Stattdessen folgte ein gemeinsamer Appell des DGB mit dem Bundespräsidenten und dem BDA, dem »Bundesverband der Arbeitgeberverbände«. »Leider erkranken bei uns im Land nach wie vor viel zu viele Menschen an Corona. Und die hohe Zahl der Menschen, die an dem Virus sterben, ist traurig und erschütternd«, erklärte Frank-Walter Steinmeier. Dies »veranlasst mich heute zu dem Schritt, gemeinsam mit dem Präsidenten der BDA und dem Vorsitzenden des DGB, an alle Menschen in Deutschland zu appellieren: Wir müssen auch die Kontakte – wo irgend möglich – am Arbeitsplatz reduzieren.
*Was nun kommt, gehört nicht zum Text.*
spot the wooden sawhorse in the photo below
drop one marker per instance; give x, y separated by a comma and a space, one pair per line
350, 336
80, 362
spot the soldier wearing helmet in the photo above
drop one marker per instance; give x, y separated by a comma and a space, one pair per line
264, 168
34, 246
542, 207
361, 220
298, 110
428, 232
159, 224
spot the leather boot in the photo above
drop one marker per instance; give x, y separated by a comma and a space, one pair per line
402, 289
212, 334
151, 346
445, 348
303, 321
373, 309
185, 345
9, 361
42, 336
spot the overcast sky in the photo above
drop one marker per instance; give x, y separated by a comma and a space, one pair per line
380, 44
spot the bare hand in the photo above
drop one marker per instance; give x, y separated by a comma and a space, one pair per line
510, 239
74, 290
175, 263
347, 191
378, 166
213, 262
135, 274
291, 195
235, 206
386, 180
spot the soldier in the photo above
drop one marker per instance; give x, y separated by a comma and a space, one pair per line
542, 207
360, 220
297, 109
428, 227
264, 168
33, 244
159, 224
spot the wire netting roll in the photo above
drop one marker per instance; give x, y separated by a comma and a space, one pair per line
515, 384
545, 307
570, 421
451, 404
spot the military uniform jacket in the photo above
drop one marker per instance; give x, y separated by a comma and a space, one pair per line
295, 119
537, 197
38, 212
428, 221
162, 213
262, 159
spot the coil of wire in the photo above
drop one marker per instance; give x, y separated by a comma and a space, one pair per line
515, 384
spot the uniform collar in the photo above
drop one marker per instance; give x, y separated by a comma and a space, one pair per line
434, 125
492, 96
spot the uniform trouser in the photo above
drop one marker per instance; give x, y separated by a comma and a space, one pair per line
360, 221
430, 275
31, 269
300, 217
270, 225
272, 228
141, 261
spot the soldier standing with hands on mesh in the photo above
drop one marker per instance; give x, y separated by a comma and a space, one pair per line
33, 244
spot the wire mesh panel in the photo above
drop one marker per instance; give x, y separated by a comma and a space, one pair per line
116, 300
Weniger ist mehr«, deshalb erfolge »unser gemeinsamer Aufruf an Unternehmen, Personalverantwortliche und Führungskräfte: Ermöglichen Sie das Arbeiten von zu Hause!«
Dieser Appell entpuppte sich schnell als reine Show-Veranstaltung, denn Konsequenzen hatte er keine: Weder wurde ein Gesetzesentwurf eingefordert, noch sorgten BDA und DGB für Tarifverträge zu Homeoffice mit Rechten auf Ausstattung und Entschädigungen für das Einrichten des Heimarbeitsplatzes.
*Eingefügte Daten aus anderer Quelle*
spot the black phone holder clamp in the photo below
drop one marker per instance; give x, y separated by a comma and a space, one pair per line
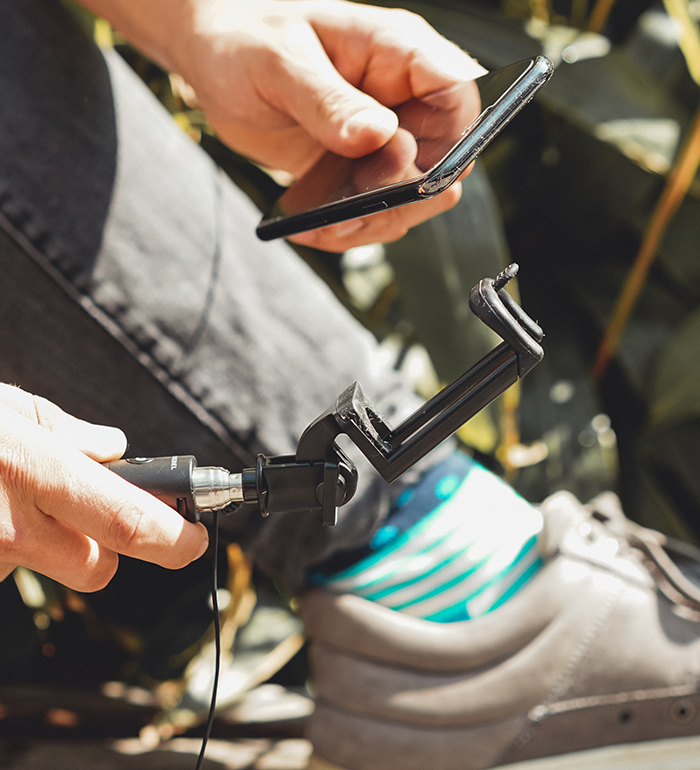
320, 476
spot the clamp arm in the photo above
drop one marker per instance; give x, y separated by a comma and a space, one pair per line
320, 476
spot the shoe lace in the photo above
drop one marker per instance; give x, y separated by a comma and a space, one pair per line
656, 551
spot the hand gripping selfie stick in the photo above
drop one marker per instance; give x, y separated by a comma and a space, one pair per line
320, 476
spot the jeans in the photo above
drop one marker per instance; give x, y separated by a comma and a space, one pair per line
135, 292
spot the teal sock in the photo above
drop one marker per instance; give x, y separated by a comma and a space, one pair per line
457, 545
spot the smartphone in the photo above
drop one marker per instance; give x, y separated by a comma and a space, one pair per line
439, 135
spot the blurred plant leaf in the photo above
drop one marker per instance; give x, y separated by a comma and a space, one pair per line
675, 394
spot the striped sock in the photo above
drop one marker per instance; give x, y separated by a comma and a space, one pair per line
457, 545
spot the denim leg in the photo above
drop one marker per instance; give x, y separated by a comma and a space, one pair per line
136, 293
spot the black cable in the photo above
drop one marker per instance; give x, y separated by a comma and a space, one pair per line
217, 638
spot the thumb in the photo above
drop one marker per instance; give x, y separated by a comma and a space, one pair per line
100, 442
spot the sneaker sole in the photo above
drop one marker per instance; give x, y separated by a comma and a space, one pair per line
670, 754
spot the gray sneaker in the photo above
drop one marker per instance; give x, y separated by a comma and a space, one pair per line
594, 664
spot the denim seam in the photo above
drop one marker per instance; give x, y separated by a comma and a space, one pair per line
21, 226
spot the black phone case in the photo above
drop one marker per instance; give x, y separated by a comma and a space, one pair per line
435, 181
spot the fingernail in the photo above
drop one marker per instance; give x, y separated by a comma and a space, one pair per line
382, 121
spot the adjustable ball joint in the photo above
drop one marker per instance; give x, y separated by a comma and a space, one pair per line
320, 476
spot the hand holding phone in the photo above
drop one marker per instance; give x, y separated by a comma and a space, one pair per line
439, 136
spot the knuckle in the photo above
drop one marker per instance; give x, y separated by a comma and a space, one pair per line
122, 523
96, 578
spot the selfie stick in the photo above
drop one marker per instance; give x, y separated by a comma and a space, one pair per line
320, 476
Selbst offizielle Daten zum Infektionsgeschehen in den Betrieben forderten die Gewerkschaftsvorstände nicht ein. Dabei erwies sich »der Betrieb« durchaus als ernstzunehmender Infektionsort. Offizielle Statistiken des Robert-Koch-Instituts blieben zwar aus. Aber eine Untersuchung von Nico Dragano und Morten Wahrendorf, Medizinsoziologen an der medizinischen Fakultät und am Klinikum der Uni Düsseldorf, legt die Gefahren offen. Die Wissenschaftler hatten im Februar und März 2021 die Covid-Infektionen in der Bevölkerung im Erwerbsalter in 401 Kreisen mit den Daten zur Erwerbstätigkeit nach Wirtschaftszweigen abgeglichen. Es zeigte sich ein deutlicher Zusammenhang: »Kreise mit einem hohen Anteil Erwerbstätiger in der Produktion hatten und haben im Durchschnitt höhere Inzidenzen im Vergleich zu Kreisen mit einem weniger ausgeprägten Produktionssektor«, stellten die Forscher fest.
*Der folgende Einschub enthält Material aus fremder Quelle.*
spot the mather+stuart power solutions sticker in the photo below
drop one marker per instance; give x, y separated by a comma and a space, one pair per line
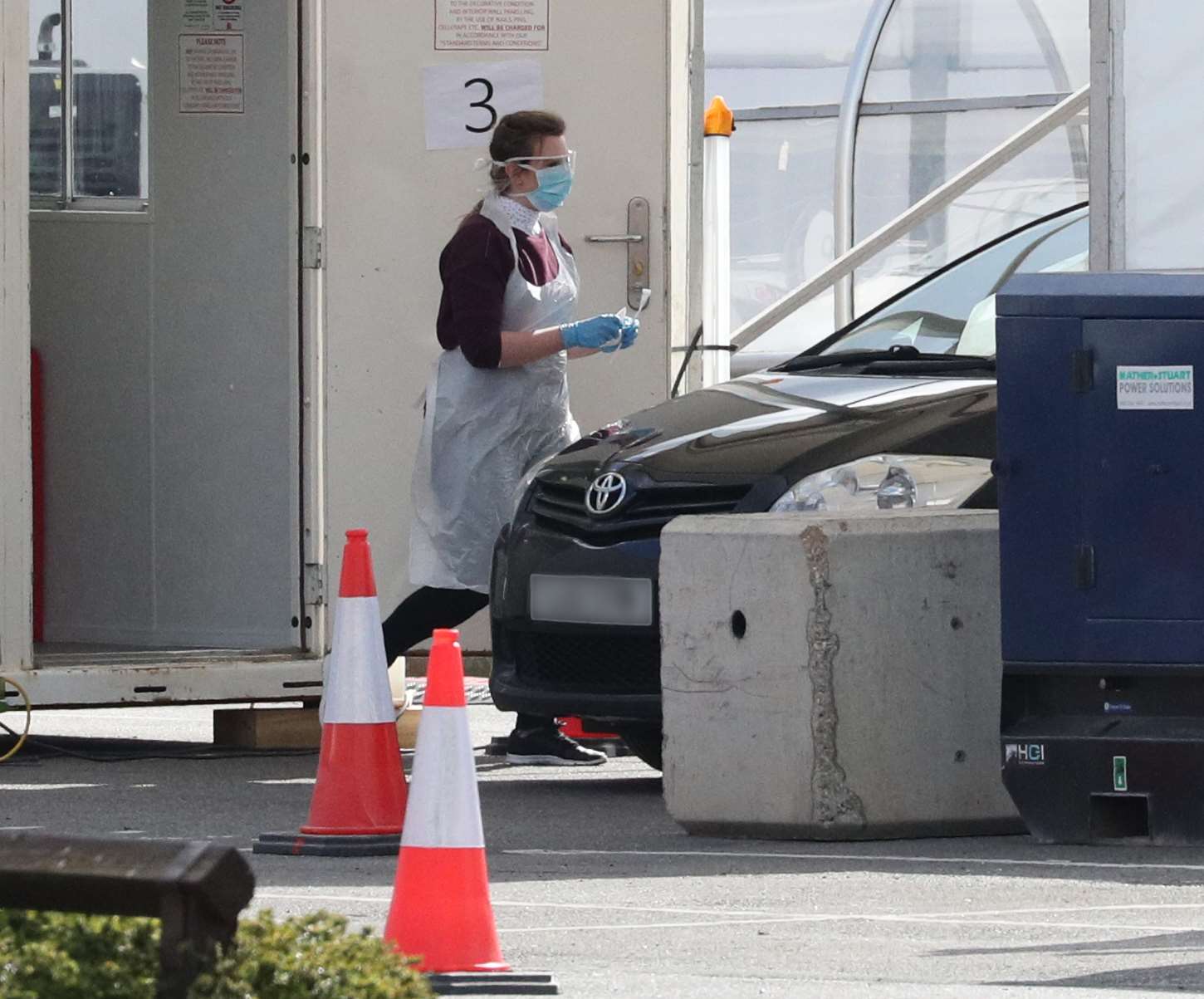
1166, 386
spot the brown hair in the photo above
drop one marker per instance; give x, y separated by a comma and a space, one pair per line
518, 135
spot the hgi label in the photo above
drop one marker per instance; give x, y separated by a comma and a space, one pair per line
1168, 386
1025, 754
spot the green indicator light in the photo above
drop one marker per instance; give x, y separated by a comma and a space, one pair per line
1120, 773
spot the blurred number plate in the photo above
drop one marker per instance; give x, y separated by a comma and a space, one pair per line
591, 600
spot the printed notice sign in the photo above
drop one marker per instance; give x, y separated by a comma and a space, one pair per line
211, 75
490, 24
198, 15
1168, 386
228, 15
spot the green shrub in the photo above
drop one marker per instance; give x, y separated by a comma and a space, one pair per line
66, 956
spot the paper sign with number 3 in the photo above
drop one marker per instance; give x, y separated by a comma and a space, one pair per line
463, 100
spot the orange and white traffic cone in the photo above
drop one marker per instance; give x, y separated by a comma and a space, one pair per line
359, 800
441, 910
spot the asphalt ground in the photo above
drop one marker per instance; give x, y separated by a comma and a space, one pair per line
593, 880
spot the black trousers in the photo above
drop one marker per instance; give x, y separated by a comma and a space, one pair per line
430, 608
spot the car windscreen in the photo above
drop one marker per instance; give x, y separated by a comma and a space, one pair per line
958, 302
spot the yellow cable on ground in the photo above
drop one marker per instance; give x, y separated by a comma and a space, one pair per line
29, 713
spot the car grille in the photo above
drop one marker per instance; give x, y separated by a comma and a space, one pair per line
648, 511
589, 662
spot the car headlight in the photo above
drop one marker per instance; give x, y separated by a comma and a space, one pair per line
525, 484
888, 482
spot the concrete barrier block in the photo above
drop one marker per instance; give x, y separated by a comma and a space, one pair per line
834, 678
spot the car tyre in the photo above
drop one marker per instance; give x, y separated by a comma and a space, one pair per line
644, 741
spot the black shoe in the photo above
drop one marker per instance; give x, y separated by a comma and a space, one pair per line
549, 747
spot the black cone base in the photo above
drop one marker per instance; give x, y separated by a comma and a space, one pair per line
494, 983
307, 845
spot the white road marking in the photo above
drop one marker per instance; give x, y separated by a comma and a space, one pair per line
880, 859
48, 786
767, 918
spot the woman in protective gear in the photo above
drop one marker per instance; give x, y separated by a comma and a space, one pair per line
497, 399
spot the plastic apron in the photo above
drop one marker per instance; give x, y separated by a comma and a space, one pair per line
484, 428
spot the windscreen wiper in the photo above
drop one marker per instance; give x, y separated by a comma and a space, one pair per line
895, 360
838, 358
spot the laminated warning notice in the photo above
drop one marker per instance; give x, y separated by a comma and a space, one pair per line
198, 15
490, 24
1167, 386
211, 71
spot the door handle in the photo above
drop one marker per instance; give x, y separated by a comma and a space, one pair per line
636, 238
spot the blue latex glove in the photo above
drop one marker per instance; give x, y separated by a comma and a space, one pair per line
594, 334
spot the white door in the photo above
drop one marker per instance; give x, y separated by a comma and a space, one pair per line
393, 203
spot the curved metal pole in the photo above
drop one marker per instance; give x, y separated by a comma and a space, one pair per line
954, 188
1053, 56
847, 149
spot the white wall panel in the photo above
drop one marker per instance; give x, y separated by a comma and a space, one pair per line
16, 525
170, 342
91, 308
1162, 142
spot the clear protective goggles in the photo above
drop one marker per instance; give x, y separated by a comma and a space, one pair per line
569, 159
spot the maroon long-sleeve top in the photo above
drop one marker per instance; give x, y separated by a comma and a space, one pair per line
476, 265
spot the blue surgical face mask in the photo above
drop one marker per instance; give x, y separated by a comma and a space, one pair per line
556, 184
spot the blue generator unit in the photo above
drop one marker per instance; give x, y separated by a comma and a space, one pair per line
1101, 478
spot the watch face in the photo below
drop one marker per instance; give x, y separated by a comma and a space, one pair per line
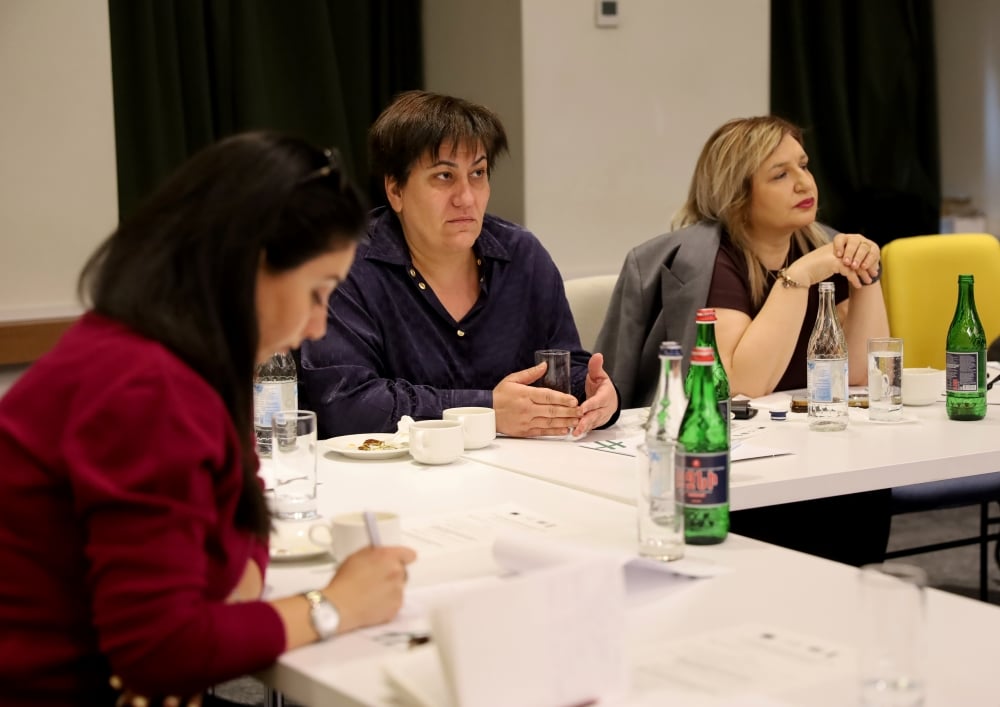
326, 619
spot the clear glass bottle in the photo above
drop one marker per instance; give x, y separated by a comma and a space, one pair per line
703, 457
705, 336
275, 387
826, 366
668, 404
660, 512
965, 358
Das alles ist für die Kapitalseite kein Thema. Stattdessen loben sie die »enge Zusammenarbeit mit der Gewerkschaft gerade in den schwierigsten Phasen der Corona Pandemie«, so Markus Wassenberg, Vorstand von »Heidelberger Druckmaschinen«.
Aber damit nicht genug. Kurz vor den nächsten Betriebsratswahlen setzen ABB und SAP »ein klares Zeichen«, meldet die IG Metall. Die Unternehmensvertreter appellieren an die Belegschaften, an den Betriebsratswahlen 2022 teilzunehmen. »Wir brauchen mehr junge Menschen, mehr Frauen, mehr Beschäftigte mit Migrationshintergrund in den Betriebsratsgremien«, fordert Cawa Younosi, Personalchef von SAP. Die Mitgliedschaft im Betriebsrat sei kein »Karrierekiller«. Und die Wahlbeteiligung habe eine hohe Bedeutung, ergänzt ABB-Vorstand Alexander Zumkeller.
Das Danaergeschenk wird dankend angenommen – der IG Metall-Sekretär Türker Baloglu lobt die Werbeoffensive der Unternehmen: »Es ist wichtig, dass das Vertrauen in die Arbeitnehmervertretung wieder wachsen kann.« Austritte wundern da kaum noch.